An old tree had been hit by lightning years ago, and the massive, hollow trunk still stood, enough room inside for four people to lie down comfortably, and she had found it the year after the Chamber was emptied and sealed off by Dumbledore. She went there often, when she wished to be alone with the night and the stars, and occasionally, like tonight, when she wished to pray alone, to call on the darkness alone. Landing on the crunching leaves softly, she paid no attention to the growls and howls echoing from other parts of the concealing forest, making her way into her tree with ease before wasting no time and sitting cross-legged on her cloak.
Calling darkness to her was simple, natural, and felt more like it poured out from somewhere inside of her rather than soaking into her like the twins and Lee and even Tom had described it. It seemed too much a part of her, as if there was an endless channel in her soul that was always open to it, and that was reinforced every time, when the feeling of the darkness and the night being one engulfed her, so she didn't question it. She had never, and would never, question it. Twisted black energy filled her to the brim and more, and slightly hysterical laughter spilled from her lips, her lungs, swirling and dancing in the air around her like shadowy silver mist.
Everything sped past her in a rush, everything from her conception to the present, and still she laughed, laughed and laughed and laughed, reveling in the sense of uncontrolled freedom and boundless power.
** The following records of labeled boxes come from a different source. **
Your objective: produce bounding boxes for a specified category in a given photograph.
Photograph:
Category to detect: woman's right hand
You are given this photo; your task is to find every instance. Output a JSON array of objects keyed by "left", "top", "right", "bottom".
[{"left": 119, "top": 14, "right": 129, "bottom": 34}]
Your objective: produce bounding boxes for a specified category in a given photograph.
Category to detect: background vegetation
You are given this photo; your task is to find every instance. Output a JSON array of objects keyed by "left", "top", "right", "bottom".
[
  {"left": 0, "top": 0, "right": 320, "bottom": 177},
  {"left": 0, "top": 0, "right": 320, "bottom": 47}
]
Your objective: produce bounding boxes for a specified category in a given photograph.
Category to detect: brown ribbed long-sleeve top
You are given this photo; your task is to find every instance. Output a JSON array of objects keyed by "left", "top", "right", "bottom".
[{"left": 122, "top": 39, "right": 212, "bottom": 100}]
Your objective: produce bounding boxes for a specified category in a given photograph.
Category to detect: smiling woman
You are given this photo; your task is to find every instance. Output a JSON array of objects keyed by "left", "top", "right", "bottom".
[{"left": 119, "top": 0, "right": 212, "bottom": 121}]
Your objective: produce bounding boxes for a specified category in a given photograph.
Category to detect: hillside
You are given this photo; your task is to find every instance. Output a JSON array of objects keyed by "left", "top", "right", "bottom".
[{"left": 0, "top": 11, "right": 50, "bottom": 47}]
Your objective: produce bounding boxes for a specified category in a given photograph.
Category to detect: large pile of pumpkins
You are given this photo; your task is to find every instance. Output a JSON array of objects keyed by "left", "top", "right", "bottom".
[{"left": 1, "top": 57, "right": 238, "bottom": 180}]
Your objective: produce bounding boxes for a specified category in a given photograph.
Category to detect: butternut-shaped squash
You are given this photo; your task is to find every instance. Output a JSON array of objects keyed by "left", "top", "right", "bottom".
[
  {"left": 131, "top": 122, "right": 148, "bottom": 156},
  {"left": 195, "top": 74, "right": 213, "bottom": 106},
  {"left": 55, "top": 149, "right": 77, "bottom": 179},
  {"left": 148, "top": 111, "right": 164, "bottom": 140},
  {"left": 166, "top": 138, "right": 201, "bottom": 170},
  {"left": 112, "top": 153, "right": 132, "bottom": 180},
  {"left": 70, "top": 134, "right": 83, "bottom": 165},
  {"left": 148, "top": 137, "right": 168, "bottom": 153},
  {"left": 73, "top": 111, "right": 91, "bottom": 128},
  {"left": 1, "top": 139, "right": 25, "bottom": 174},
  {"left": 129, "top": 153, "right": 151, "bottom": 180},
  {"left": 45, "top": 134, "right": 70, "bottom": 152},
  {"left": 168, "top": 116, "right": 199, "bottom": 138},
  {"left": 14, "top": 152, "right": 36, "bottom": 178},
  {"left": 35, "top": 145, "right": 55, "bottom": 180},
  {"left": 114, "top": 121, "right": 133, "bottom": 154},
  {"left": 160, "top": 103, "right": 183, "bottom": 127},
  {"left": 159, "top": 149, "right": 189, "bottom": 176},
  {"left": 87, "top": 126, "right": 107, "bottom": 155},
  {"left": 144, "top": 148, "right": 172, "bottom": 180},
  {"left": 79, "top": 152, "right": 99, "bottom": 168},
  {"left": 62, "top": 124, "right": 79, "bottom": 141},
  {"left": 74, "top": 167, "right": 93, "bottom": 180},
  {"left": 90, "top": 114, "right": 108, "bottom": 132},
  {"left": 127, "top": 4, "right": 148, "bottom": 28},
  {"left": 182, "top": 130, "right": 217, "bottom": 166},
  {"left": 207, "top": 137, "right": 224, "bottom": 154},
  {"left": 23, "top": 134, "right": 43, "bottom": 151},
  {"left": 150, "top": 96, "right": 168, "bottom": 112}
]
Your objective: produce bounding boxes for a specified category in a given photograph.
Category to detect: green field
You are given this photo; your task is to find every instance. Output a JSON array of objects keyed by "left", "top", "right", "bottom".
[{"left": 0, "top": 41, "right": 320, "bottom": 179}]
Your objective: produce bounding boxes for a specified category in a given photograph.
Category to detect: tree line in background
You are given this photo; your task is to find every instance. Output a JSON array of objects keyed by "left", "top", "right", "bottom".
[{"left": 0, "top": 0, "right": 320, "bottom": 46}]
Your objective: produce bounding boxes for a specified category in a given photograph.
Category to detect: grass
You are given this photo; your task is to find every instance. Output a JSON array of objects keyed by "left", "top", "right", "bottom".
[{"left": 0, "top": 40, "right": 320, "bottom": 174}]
She felt thick with it, thin with it, huge with it, small with it, and she craved more, always more. Once she was overflowing, once it seemed her skin would split open and she would spill out, she threw her question into that hallowed darkness as she had always thrown any question that she had no answer to, and waited for the answer to be thrown back. But she waited much longer than usual that night, so much more that she had almost given up.
But then it hit her like a weight, like a speeding train, and cut her laughter off short as she reeled from the reply. Then the laughter was back, the never-ending dark mirth, and she agreed without any hesitation. Springing to her feet and grabbing up the broom, she shot back into the air, going up and up until she broke through the trees before heading back to the castle. But she didn't go back through the window, she went to the bell tower, the highest point of the castle, landing on the top. The broom tumbled to the stones carelessly, bouncing against the low, stone wall at the edge, and she sat again, pondering the darkness's words.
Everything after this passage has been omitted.